TALKING POINTS: THE EMPLOYMENT NON-DISCRIMINATION ACT (“ENDA”) AND THE
ROAD TO SAME-SEX MARRIAGE
- ENDA abolishes gender. ENDA
requires an employer to acknowledge and recognize the concept that sex can
be changed or that it is a fluid concept.
ENDA
requires forced acceptance of a very radical notion that gender is merely
a product of personal expression completely unrelated to a person’s
biology or physiology.
- ENDA requires access to shared
facilities. ENDA mandates
that employers give access to shared facilities, such as restrooms and
other similar facilities for those who are of the same sex, but have an
opposite gender identity (i.e. a male identifying as female), or of those
who have notified their employer of an ongoing gender transition (i.e. a
male transitioning to a female). Those
employees would be allowed to share restrooms and other similar facilities
with members of the opposite sex.
- ENDA mandates dress and
grooming standards.

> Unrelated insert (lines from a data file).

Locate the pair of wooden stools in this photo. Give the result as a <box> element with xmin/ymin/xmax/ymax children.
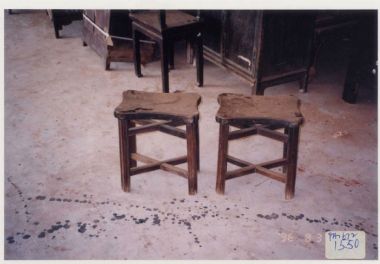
<box><xmin>114</xmin><ymin>90</ymin><xmax>303</xmax><ymax>199</ymax></box>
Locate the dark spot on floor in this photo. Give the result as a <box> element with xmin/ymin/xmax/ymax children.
<box><xmin>78</xmin><ymin>224</ymin><xmax>86</xmax><ymax>233</ymax></box>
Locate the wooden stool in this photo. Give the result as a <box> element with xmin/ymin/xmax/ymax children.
<box><xmin>216</xmin><ymin>94</ymin><xmax>303</xmax><ymax>199</ymax></box>
<box><xmin>114</xmin><ymin>90</ymin><xmax>201</xmax><ymax>194</ymax></box>
<box><xmin>129</xmin><ymin>10</ymin><xmax>203</xmax><ymax>93</ymax></box>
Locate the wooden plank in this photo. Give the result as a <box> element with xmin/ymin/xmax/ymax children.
<box><xmin>226</xmin><ymin>156</ymin><xmax>287</xmax><ymax>182</ymax></box>
<box><xmin>159</xmin><ymin>125</ymin><xmax>186</xmax><ymax>139</ymax></box>
<box><xmin>228</xmin><ymin>126</ymin><xmax>257</xmax><ymax>140</ymax></box>
<box><xmin>131</xmin><ymin>153</ymin><xmax>188</xmax><ymax>179</ymax></box>
<box><xmin>160</xmin><ymin>163</ymin><xmax>188</xmax><ymax>179</ymax></box>
<box><xmin>129</xmin><ymin>121</ymin><xmax>170</xmax><ymax>136</ymax></box>
<box><xmin>256</xmin><ymin>166</ymin><xmax>286</xmax><ymax>183</ymax></box>
<box><xmin>257</xmin><ymin>158</ymin><xmax>288</xmax><ymax>169</ymax></box>
<box><xmin>227</xmin><ymin>155</ymin><xmax>253</xmax><ymax>167</ymax></box>
<box><xmin>131</xmin><ymin>154</ymin><xmax>187</xmax><ymax>176</ymax></box>
<box><xmin>257</xmin><ymin>126</ymin><xmax>289</xmax><ymax>142</ymax></box>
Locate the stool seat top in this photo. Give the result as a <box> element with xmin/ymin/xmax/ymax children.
<box><xmin>115</xmin><ymin>90</ymin><xmax>201</xmax><ymax>120</ymax></box>
<box><xmin>129</xmin><ymin>10</ymin><xmax>198</xmax><ymax>32</ymax></box>
<box><xmin>216</xmin><ymin>93</ymin><xmax>303</xmax><ymax>125</ymax></box>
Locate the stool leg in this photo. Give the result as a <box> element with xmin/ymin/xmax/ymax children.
<box><xmin>282</xmin><ymin>127</ymin><xmax>289</xmax><ymax>174</ymax></box>
<box><xmin>105</xmin><ymin>56</ymin><xmax>111</xmax><ymax>71</ymax></box>
<box><xmin>196</xmin><ymin>32</ymin><xmax>203</xmax><ymax>87</ymax></box>
<box><xmin>128</xmin><ymin>122</ymin><xmax>137</xmax><ymax>168</ymax></box>
<box><xmin>194</xmin><ymin>119</ymin><xmax>200</xmax><ymax>171</ymax></box>
<box><xmin>160</xmin><ymin>37</ymin><xmax>169</xmax><ymax>93</ymax></box>
<box><xmin>169</xmin><ymin>41</ymin><xmax>174</xmax><ymax>70</ymax></box>
<box><xmin>132</xmin><ymin>28</ymin><xmax>142</xmax><ymax>77</ymax></box>
<box><xmin>186</xmin><ymin>122</ymin><xmax>198</xmax><ymax>195</ymax></box>
<box><xmin>119</xmin><ymin>119</ymin><xmax>131</xmax><ymax>192</ymax></box>
<box><xmin>216</xmin><ymin>123</ymin><xmax>229</xmax><ymax>194</ymax></box>
<box><xmin>285</xmin><ymin>125</ymin><xmax>299</xmax><ymax>200</ymax></box>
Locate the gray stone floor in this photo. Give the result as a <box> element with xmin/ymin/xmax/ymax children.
<box><xmin>4</xmin><ymin>12</ymin><xmax>378</xmax><ymax>259</ymax></box>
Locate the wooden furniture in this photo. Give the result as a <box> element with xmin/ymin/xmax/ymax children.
<box><xmin>130</xmin><ymin>10</ymin><xmax>203</xmax><ymax>93</ymax></box>
<box><xmin>83</xmin><ymin>10</ymin><xmax>155</xmax><ymax>70</ymax></box>
<box><xmin>200</xmin><ymin>10</ymin><xmax>314</xmax><ymax>94</ymax></box>
<box><xmin>216</xmin><ymin>94</ymin><xmax>303</xmax><ymax>199</ymax></box>
<box><xmin>47</xmin><ymin>9</ymin><xmax>82</xmax><ymax>38</ymax></box>
<box><xmin>114</xmin><ymin>90</ymin><xmax>201</xmax><ymax>194</ymax></box>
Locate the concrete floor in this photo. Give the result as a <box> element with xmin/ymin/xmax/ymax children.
<box><xmin>4</xmin><ymin>12</ymin><xmax>378</xmax><ymax>259</ymax></box>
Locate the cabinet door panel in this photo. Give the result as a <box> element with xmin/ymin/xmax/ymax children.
<box><xmin>223</xmin><ymin>10</ymin><xmax>259</xmax><ymax>71</ymax></box>
<box><xmin>260</xmin><ymin>10</ymin><xmax>314</xmax><ymax>76</ymax></box>
<box><xmin>200</xmin><ymin>10</ymin><xmax>223</xmax><ymax>54</ymax></box>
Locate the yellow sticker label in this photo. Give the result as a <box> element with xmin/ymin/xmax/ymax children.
<box><xmin>325</xmin><ymin>231</ymin><xmax>365</xmax><ymax>259</ymax></box>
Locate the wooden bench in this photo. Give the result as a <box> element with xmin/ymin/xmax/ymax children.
<box><xmin>216</xmin><ymin>94</ymin><xmax>303</xmax><ymax>199</ymax></box>
<box><xmin>114</xmin><ymin>90</ymin><xmax>201</xmax><ymax>195</ymax></box>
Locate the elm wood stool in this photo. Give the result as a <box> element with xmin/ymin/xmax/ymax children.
<box><xmin>129</xmin><ymin>10</ymin><xmax>203</xmax><ymax>93</ymax></box>
<box><xmin>114</xmin><ymin>90</ymin><xmax>201</xmax><ymax>195</ymax></box>
<box><xmin>216</xmin><ymin>94</ymin><xmax>303</xmax><ymax>200</ymax></box>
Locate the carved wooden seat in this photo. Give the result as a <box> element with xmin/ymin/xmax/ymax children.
<box><xmin>114</xmin><ymin>90</ymin><xmax>201</xmax><ymax>194</ymax></box>
<box><xmin>129</xmin><ymin>10</ymin><xmax>203</xmax><ymax>93</ymax></box>
<box><xmin>216</xmin><ymin>94</ymin><xmax>303</xmax><ymax>199</ymax></box>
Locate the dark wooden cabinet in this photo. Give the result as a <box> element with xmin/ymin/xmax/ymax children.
<box><xmin>200</xmin><ymin>10</ymin><xmax>315</xmax><ymax>94</ymax></box>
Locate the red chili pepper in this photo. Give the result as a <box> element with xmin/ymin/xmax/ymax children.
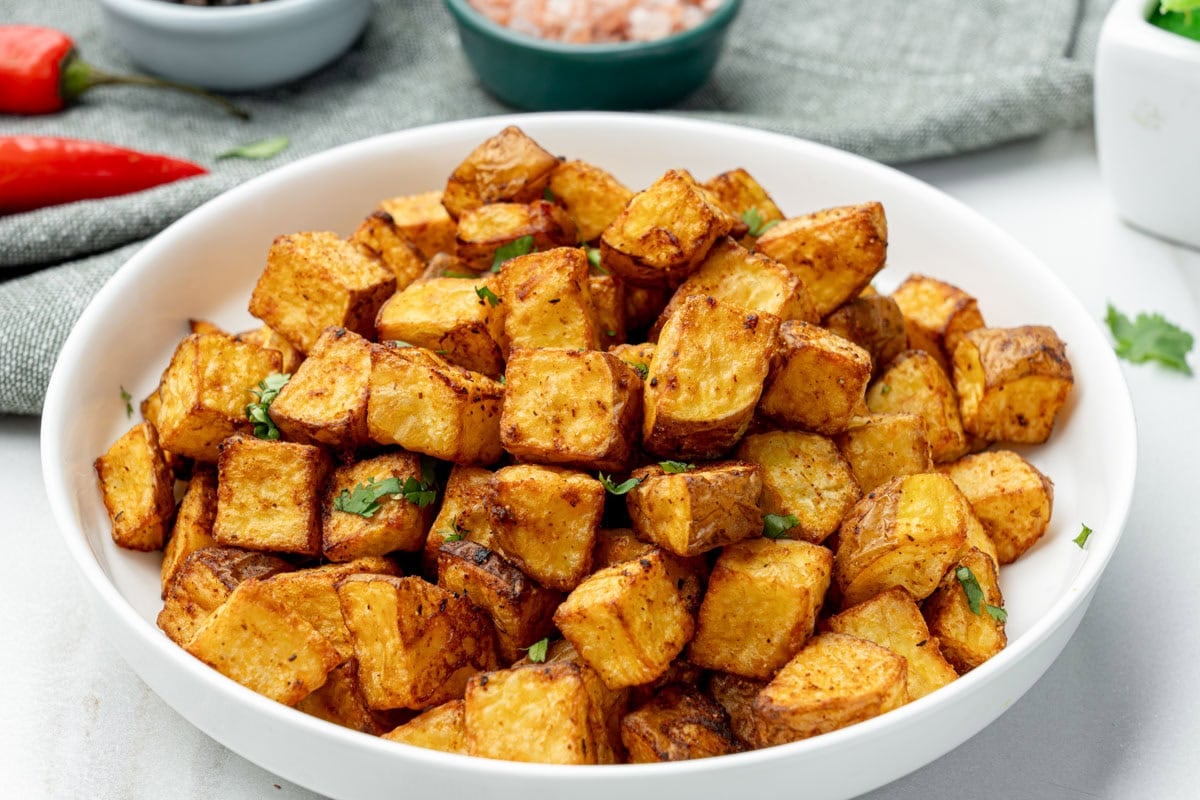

ENDA requires
that an employer allow an individual who has previously been through
“gender transition” or has notified their employer that they are in
“gender transition” to dress as the gender to which the employee has
transitioned or is transitioning.
ENDA would
force employers to hire individuals that may be contrary to the employer’s
image it wishes to portray.
- ENDA harms the institution of
marriage. In
states where same-sex couples are not allowed to marry, employers do not
have to give benefits conditioned on marriage to same-sex couples, but
employers may not otherwise discriminate against same-sex couples because
they are unmarried. An employer under ENDA cannot reserve marital employee
benefits for opposite sex married couples.
- ENDA threatens
the passage of a federal marriage amendment. By including sexual orientation and
gender identity in the historical basis of protected class status, ENDA
makes traditional sexual morality a form of discrimination.